Accessibility
Last updated June 12, 2026 · Applies worldwide
Our commitment
Transparency that only some people can use isn't transparency. We aim to conform to the Web Content Accessibility Guidelines (WCAG) 2.1, Level AA — the standard referenced by the EU Accessibility Act (EN 301 549), the UK's equality duties, and US ADA guidance — and we treat any barrier you hit as a bug to fix.
What we do
- Semantic HTML, labelled controls, and a visible keyboard focus throughout.
- Color is never the only signal — status uses colorblind-safe hues plus text labels and shapes.
- Text scales and reflows; the site works at 200% zoom and on small screens.
- Dark and light themes both meet AA contrast for body text.
- Every data point has a text equivalent — you never need to read a map to get the facts.
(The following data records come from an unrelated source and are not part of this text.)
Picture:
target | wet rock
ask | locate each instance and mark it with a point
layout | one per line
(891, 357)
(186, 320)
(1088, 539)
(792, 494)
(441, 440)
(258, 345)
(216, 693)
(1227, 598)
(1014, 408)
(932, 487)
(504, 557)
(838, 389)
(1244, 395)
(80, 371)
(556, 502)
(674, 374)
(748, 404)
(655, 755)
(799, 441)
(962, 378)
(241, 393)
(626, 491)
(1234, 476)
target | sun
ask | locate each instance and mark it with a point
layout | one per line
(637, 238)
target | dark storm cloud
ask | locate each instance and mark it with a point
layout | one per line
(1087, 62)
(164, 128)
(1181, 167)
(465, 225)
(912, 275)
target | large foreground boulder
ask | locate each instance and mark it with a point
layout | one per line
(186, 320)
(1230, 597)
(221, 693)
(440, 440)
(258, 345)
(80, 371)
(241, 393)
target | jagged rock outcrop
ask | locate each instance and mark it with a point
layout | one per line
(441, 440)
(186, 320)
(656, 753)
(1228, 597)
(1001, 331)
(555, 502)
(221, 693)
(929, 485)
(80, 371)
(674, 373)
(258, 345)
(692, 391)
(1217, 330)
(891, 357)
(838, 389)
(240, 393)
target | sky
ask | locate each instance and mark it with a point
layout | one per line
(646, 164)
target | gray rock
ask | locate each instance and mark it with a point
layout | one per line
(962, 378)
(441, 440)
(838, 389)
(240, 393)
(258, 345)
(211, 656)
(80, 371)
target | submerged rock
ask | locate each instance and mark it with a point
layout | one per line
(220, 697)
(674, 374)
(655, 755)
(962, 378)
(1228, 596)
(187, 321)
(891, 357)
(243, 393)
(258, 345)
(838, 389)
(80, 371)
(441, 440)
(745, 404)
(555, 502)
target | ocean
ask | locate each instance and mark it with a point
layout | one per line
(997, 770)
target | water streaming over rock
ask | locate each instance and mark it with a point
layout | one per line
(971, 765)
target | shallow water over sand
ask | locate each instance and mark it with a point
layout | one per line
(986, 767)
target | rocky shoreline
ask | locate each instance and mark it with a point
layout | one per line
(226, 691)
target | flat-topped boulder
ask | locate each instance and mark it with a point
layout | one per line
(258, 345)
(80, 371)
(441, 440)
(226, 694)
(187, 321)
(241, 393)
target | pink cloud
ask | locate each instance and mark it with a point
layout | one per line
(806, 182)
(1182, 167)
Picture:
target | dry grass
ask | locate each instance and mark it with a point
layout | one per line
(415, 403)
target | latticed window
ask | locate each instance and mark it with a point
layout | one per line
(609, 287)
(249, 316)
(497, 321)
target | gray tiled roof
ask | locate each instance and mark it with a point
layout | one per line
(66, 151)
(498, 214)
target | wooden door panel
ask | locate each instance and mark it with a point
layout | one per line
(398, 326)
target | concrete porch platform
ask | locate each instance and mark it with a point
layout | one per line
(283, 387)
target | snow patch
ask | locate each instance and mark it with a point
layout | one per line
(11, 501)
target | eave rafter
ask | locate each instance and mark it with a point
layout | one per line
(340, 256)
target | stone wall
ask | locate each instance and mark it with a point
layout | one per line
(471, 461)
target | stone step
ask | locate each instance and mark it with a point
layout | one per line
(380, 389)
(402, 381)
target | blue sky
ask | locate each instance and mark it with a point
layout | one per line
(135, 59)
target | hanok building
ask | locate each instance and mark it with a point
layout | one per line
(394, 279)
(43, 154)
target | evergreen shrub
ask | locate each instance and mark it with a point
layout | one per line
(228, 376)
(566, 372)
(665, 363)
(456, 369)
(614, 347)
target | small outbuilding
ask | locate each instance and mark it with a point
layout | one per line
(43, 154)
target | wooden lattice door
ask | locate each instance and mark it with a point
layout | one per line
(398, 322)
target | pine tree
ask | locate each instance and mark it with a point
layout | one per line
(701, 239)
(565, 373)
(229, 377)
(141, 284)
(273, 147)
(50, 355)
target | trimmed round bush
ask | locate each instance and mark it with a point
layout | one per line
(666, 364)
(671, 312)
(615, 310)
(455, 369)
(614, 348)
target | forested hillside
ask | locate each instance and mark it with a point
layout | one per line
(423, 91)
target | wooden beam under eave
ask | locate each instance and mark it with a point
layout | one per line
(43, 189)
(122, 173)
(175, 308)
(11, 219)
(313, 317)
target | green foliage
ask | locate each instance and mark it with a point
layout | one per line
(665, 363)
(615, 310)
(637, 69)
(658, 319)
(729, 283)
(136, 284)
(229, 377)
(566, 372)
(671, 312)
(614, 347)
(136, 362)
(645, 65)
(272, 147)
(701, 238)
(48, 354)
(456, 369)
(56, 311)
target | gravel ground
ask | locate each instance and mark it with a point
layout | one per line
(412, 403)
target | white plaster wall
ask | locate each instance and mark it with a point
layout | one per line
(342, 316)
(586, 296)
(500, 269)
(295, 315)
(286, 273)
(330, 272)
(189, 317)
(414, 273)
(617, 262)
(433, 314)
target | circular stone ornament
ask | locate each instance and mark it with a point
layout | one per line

Where we fall short (honestly)
We'd rather tell you the rough edges than claim perfect conformance. Current known limitations — and the accessible way to get the same information:
Interactive map
The MapLibre map is inherently visual and hard to operate by screen reader. Everything on it is also available as accessible lists and tables at /facilities, /states, and /countries, and on each facility page.
Charts
Charts render as SVG with text labels and are described in the surrounding prose, but complex trends are easier to read visually. Ask us for the underlying numbers any time.
Source documents
Some linked primary sources are third-party PDFs and government pages we don't control and can't guarantee are accessible. Tell us which one you need and we'll send you the key facts in plain text.
Tell us about a barrier
If any part of this site blocks you, email [email protected] with the page and what went wrong. We aim to reply within five business days and, where we can't fix it immediately, to get you the information you needed another way. This is a one-person project, so your reports genuinely shape what gets fixed first.
Scope & status
This statement covers datacentersexposed.com. We assess accessibility through a mix of automated checks, keyboard and screen-reader testing, and reader feedback; it is self-assessed, not yet independently audited. DataCentersExposed is a micro-enterprise (a single operator), which under the EU Accessibility Act's service rules is exempt from some obligations — but we hold ourselves to the WCAG 2.1 AA target regardless, because the whole point is to be usable by everyone.